When we didn’t go out to Roundrock on Sunday (because of the challenging weather conditions), we didn’t do all of the following things:

We didn’t stop at the game camera we had left on the tree across from the suet feeder, and we didn’t download all of the pictures of the a number of woodpeckers (including, probably, an ivory bill) that had visited. As a result, we also didn’t put in fresh batteries and move it to a new location, salted with lots of corn and peanuts that we didn’t take down there with us. And because we never went down there, we didn’t manage to set up the other game camera (the one that is still giving me fits) to give it one last chance to perform.

We didn’t check on the pine trees to see how their fences were holding up either. We would probably have observed that they were holding up well, and we might have even seen some vandalizing attempts by the deer captured by the nearby game camera when it wasn’t shooting the ivory billed woodpeckers.

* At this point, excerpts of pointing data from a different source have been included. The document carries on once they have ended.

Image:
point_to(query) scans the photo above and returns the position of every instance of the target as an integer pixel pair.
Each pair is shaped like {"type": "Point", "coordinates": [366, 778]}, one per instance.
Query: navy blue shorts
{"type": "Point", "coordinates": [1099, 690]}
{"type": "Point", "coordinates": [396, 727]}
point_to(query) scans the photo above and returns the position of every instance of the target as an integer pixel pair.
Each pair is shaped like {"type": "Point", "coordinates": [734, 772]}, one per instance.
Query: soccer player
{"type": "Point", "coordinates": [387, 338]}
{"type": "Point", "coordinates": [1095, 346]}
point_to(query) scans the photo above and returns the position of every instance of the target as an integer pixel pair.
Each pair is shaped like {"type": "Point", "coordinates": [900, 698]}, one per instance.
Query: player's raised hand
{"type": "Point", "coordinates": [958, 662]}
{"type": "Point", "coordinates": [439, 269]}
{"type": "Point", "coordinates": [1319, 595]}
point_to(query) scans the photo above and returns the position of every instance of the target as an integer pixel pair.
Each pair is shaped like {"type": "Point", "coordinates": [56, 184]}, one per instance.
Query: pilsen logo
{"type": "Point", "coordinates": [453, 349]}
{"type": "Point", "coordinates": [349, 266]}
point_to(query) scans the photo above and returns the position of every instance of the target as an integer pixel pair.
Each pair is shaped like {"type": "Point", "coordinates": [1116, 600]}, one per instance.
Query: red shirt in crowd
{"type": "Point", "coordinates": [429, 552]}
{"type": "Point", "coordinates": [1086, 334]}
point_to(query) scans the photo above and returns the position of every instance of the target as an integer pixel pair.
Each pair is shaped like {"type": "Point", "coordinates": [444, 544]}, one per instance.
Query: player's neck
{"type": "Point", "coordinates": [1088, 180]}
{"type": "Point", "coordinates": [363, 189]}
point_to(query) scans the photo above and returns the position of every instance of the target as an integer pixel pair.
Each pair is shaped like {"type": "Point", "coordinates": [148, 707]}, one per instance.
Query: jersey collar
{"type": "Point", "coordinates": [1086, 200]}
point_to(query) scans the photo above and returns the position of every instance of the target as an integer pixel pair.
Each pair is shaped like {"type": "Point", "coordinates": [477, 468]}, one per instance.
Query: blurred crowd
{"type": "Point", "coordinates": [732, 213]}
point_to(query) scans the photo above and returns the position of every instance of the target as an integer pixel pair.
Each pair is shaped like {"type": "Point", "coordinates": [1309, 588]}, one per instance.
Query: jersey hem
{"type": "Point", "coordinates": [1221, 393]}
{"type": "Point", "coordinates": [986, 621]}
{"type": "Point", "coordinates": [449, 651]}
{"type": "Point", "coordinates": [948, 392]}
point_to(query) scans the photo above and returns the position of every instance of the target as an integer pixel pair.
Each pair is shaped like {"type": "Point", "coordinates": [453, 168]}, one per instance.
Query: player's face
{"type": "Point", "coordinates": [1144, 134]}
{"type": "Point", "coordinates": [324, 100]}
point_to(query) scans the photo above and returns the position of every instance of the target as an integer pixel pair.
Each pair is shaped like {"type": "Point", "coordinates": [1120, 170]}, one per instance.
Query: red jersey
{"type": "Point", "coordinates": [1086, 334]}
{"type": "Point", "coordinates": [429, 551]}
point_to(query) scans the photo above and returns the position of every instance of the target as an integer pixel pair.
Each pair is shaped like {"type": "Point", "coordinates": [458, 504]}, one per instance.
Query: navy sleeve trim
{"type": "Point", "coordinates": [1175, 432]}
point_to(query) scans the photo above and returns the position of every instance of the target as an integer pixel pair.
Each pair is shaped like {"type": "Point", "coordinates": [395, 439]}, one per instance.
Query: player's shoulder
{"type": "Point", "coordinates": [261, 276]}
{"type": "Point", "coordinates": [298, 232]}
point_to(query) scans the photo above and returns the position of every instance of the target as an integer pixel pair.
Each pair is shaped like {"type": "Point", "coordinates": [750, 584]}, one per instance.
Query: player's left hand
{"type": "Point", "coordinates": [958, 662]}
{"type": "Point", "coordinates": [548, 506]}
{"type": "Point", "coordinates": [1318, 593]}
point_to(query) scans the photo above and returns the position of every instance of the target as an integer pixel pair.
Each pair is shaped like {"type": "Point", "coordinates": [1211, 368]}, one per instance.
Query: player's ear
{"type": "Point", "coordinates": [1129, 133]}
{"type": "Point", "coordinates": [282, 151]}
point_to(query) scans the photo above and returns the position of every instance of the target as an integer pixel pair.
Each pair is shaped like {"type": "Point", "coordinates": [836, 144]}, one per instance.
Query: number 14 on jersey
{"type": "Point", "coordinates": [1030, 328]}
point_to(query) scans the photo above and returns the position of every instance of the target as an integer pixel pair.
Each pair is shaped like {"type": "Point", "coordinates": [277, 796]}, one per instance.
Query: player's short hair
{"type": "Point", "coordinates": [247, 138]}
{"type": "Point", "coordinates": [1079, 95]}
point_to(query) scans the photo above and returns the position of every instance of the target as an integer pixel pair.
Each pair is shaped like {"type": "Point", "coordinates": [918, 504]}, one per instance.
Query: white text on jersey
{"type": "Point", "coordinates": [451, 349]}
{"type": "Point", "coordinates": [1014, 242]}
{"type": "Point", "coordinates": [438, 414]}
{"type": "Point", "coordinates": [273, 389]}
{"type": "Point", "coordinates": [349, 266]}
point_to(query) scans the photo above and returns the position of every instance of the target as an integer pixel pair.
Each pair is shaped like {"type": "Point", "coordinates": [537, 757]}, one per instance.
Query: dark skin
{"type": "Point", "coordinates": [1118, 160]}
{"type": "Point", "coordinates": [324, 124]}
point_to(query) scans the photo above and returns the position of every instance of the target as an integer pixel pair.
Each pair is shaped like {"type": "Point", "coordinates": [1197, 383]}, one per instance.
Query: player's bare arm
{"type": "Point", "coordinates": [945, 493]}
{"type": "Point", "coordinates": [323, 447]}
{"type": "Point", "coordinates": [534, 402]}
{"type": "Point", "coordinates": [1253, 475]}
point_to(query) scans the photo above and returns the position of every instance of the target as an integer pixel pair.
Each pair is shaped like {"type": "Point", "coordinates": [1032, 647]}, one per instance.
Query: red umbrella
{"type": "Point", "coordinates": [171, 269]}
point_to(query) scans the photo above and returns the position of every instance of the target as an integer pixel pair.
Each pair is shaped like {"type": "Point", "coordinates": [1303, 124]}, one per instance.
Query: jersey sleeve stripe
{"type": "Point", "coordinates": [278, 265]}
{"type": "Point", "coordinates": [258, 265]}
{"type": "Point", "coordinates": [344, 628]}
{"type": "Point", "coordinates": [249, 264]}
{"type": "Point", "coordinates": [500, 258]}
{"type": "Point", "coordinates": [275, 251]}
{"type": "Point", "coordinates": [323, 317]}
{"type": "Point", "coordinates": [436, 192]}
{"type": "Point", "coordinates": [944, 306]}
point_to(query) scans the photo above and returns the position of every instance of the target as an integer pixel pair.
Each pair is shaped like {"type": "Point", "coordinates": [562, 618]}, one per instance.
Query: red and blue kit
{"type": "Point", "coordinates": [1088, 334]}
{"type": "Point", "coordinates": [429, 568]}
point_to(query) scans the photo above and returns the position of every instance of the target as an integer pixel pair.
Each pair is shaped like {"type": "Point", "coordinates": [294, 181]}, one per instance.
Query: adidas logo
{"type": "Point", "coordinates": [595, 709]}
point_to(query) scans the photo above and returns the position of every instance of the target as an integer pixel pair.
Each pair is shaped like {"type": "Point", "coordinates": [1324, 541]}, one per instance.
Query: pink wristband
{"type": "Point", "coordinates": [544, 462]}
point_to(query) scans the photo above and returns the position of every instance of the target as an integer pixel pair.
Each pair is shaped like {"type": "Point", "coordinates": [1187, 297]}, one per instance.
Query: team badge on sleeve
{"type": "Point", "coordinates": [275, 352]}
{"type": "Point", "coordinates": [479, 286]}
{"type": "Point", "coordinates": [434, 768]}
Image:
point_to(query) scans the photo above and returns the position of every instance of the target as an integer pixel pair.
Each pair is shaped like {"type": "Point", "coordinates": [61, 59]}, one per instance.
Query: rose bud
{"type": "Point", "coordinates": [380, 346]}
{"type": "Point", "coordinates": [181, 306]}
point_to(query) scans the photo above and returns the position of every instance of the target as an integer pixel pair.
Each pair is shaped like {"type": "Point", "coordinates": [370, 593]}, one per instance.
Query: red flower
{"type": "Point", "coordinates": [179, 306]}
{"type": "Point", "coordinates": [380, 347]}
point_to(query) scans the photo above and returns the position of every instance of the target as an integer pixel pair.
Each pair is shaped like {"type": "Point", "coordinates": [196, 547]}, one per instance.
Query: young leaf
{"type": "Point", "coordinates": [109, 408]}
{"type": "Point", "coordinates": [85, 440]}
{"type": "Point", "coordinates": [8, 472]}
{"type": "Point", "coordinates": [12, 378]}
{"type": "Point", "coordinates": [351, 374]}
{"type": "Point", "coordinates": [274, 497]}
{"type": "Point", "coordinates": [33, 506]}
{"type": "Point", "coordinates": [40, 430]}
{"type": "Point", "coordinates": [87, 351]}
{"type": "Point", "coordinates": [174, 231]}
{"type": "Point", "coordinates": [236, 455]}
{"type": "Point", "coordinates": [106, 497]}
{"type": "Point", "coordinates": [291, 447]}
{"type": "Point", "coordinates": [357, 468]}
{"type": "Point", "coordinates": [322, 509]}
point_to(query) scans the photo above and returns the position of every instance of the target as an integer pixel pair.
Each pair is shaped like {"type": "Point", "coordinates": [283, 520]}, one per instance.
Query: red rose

We didn’t go down to the lake to listen to the ice booming, and because we didn’t do that, I won’t be giving you the audio on a video clip of it this coming Saturday. Too bad about that.

Another thing we didn’t do when we weren’t down there was hike up to the unfenced part of our southern boundary line and sink a couple of fence posts in the spots where we had found two old survey stakes on recent trips. And after we didn’t do that, we didn’t try using line-of-sight to plot the direction the property line goes based on those two points that are established. Thus we didn’t try hanging temporary bits of survey tape in the trees and to see if we came out close to the southwest corner where another stake rises.

Because we didn’t go to Roundrock, we didn’t sit in the comfy chairs, shivering a bit in the weak sunlight to eat our sandwiches. We didn’t find that all of our firewood was too wet to build a fire, so we didn’t decide not to make a fire.

We also didn’t get the truck bogged down in the sloppy mud of the road across my neighbor’s meadow, in the soft area where our road turns into the trees down to the lake, or in the pecan plantation where I would have imprudently driven my truck despite admonitions from Libby that that would have been a really stupid idea.

Here are some things that might have happened today though:

Missouri calendar:

  • Opossum young are born and climb into the female’s pouch.
  • River otter litters are born now through late March.
Today in Missouri history:

  • Abraham Williams, Missouri''s third governor, born with only one leg who served a scant six months in the office, was born on this date in 1781.